Cognitive Behavioral Therapy

What is it and how can it work for you?

Cognitive Behavioral Therapy (CBT) is one of the most commonly used counseling theories. Cognitive-behavioral therapies combine both cognitive and behavioral strategies to support a short-term therapeutic approach to change. Whether your counselor utilizes REBT (Rational Emotive Behavioral Therapy), CT (Cognitive Therapy) or CBT (Cognitive Behavior Therapy), they all fall under the umbrella of cognitive-behavioral approaches.

All of these approaches share similarities in the counseling session. One similarity is that these strategies for counseling support a collaborative relationship between the counselor and the client. A second foundational premise is that your counselor views your psychological distress as a factor created by disturbances in your thoughts and cognitive processing. During your counseling sessions with a CBT counselor, you will learn new strategies and techniques to “change the way you think”. Change the way you think and you will change the way you feel.

Another attribute of CBT is that your counselor will take a more active and directive role in the counseling session. A CBT counselor will support her client with education and strategies that address specific target behaviors.
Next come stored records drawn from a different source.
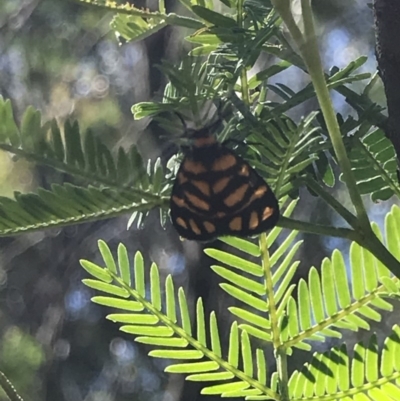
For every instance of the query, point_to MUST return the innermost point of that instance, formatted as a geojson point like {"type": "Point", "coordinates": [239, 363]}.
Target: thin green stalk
{"type": "Point", "coordinates": [318, 229]}
{"type": "Point", "coordinates": [243, 73]}
{"type": "Point", "coordinates": [282, 370]}
{"type": "Point", "coordinates": [314, 65]}
{"type": "Point", "coordinates": [368, 240]}
{"type": "Point", "coordinates": [8, 388]}
{"type": "Point", "coordinates": [308, 48]}
{"type": "Point", "coordinates": [331, 201]}
{"type": "Point", "coordinates": [280, 353]}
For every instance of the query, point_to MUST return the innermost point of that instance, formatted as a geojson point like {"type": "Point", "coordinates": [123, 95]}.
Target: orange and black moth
{"type": "Point", "coordinates": [217, 193]}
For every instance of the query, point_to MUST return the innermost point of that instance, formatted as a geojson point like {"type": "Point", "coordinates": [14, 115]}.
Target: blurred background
{"type": "Point", "coordinates": [63, 59]}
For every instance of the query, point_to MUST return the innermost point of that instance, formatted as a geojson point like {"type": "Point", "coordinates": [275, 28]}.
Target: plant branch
{"type": "Point", "coordinates": [331, 201]}
{"type": "Point", "coordinates": [79, 172]}
{"type": "Point", "coordinates": [280, 352]}
{"type": "Point", "coordinates": [318, 229]}
{"type": "Point", "coordinates": [8, 388]}
{"type": "Point", "coordinates": [308, 48]}
{"type": "Point", "coordinates": [312, 59]}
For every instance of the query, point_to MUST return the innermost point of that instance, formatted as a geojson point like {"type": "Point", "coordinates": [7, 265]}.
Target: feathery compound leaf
{"type": "Point", "coordinates": [335, 374]}
{"type": "Point", "coordinates": [374, 165]}
{"type": "Point", "coordinates": [171, 335]}
{"type": "Point", "coordinates": [66, 205]}
{"type": "Point", "coordinates": [342, 299]}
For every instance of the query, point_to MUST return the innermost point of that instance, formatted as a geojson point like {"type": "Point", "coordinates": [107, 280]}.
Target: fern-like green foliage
{"type": "Point", "coordinates": [374, 165]}
{"type": "Point", "coordinates": [333, 298]}
{"type": "Point", "coordinates": [124, 183]}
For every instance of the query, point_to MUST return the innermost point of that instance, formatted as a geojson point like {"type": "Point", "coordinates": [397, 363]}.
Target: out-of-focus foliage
{"type": "Point", "coordinates": [60, 60]}
{"type": "Point", "coordinates": [159, 316]}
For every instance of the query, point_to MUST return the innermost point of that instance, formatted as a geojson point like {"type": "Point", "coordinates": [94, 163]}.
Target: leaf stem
{"type": "Point", "coordinates": [280, 352]}
{"type": "Point", "coordinates": [331, 201]}
{"type": "Point", "coordinates": [311, 56]}
{"type": "Point", "coordinates": [317, 229]}
{"type": "Point", "coordinates": [244, 84]}
{"type": "Point", "coordinates": [8, 388]}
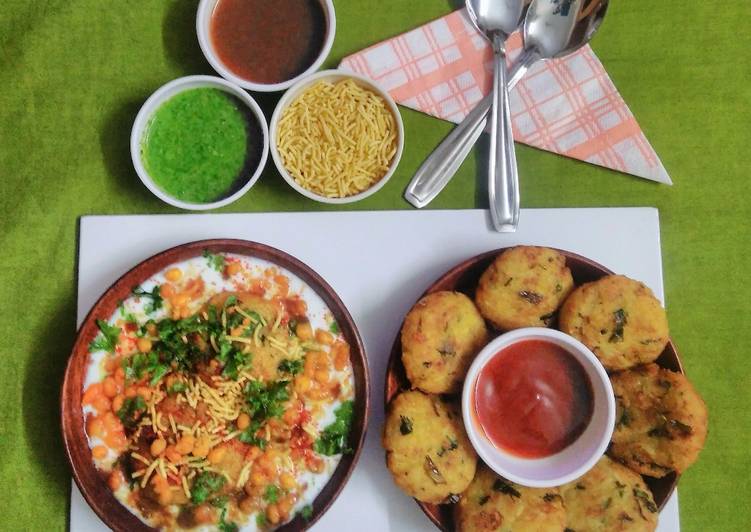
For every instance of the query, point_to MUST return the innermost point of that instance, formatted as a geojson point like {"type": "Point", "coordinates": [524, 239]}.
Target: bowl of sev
{"type": "Point", "coordinates": [336, 137]}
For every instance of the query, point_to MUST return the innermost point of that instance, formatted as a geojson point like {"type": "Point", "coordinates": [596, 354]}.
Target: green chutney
{"type": "Point", "coordinates": [201, 145]}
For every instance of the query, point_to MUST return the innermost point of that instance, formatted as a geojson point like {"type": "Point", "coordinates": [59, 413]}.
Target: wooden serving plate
{"type": "Point", "coordinates": [464, 278]}
{"type": "Point", "coordinates": [93, 484]}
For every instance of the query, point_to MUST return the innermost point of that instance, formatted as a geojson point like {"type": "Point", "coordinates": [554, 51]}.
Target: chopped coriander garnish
{"type": "Point", "coordinates": [155, 296]}
{"type": "Point", "coordinates": [334, 438]}
{"type": "Point", "coordinates": [109, 338]}
{"type": "Point", "coordinates": [226, 526]}
{"type": "Point", "coordinates": [177, 387]}
{"type": "Point", "coordinates": [206, 484]}
{"type": "Point", "coordinates": [215, 260]}
{"type": "Point", "coordinates": [290, 366]}
{"type": "Point", "coordinates": [306, 512]}
{"type": "Point", "coordinates": [405, 425]}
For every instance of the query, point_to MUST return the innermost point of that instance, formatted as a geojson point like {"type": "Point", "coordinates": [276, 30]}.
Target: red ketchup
{"type": "Point", "coordinates": [533, 399]}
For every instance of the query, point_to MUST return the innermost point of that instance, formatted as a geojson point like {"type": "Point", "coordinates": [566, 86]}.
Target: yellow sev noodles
{"type": "Point", "coordinates": [337, 140]}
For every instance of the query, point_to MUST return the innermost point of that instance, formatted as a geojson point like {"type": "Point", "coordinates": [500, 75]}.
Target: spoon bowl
{"type": "Point", "coordinates": [441, 165]}
{"type": "Point", "coordinates": [553, 31]}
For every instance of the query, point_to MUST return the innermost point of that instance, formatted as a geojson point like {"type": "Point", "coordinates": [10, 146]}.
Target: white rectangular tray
{"type": "Point", "coordinates": [379, 263]}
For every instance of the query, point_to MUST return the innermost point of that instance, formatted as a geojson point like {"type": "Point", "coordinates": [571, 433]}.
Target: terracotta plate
{"type": "Point", "coordinates": [93, 485]}
{"type": "Point", "coordinates": [464, 278]}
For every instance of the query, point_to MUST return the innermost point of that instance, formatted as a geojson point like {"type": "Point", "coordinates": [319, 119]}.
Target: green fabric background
{"type": "Point", "coordinates": [74, 73]}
The key to CBT is this: if we can teach a client to reorganize his self-statements, this will lead to a change in behavior. A change in behavior leads to a change in how we feel. A CBT counselor may include behavioral techniques such as operant conditioning, behavioral rehearsal, role-playing, and modeling.

One of the most powerful tools used by a CBT counselor is from Albert Ellis. Dr. Ellis created the A-B-C framework as a central component to REBT. Simply stated, A-B-C is the equation that empowers a client to accept responsibility for controlling what is in their control. In this example, A = an activating event, B = belief, and C = consequence. What Dr. Ellis teaches us is that we do not have an emotional response to any specific event, instead, we have an emotional response to our belief about that event. This emotional response is the consequence of our belief about any life event that occurs. In counseling, we learn to accept responsibility for controlling what we can. We certainly can’t control everything that happens to us but we can control how we respond to it.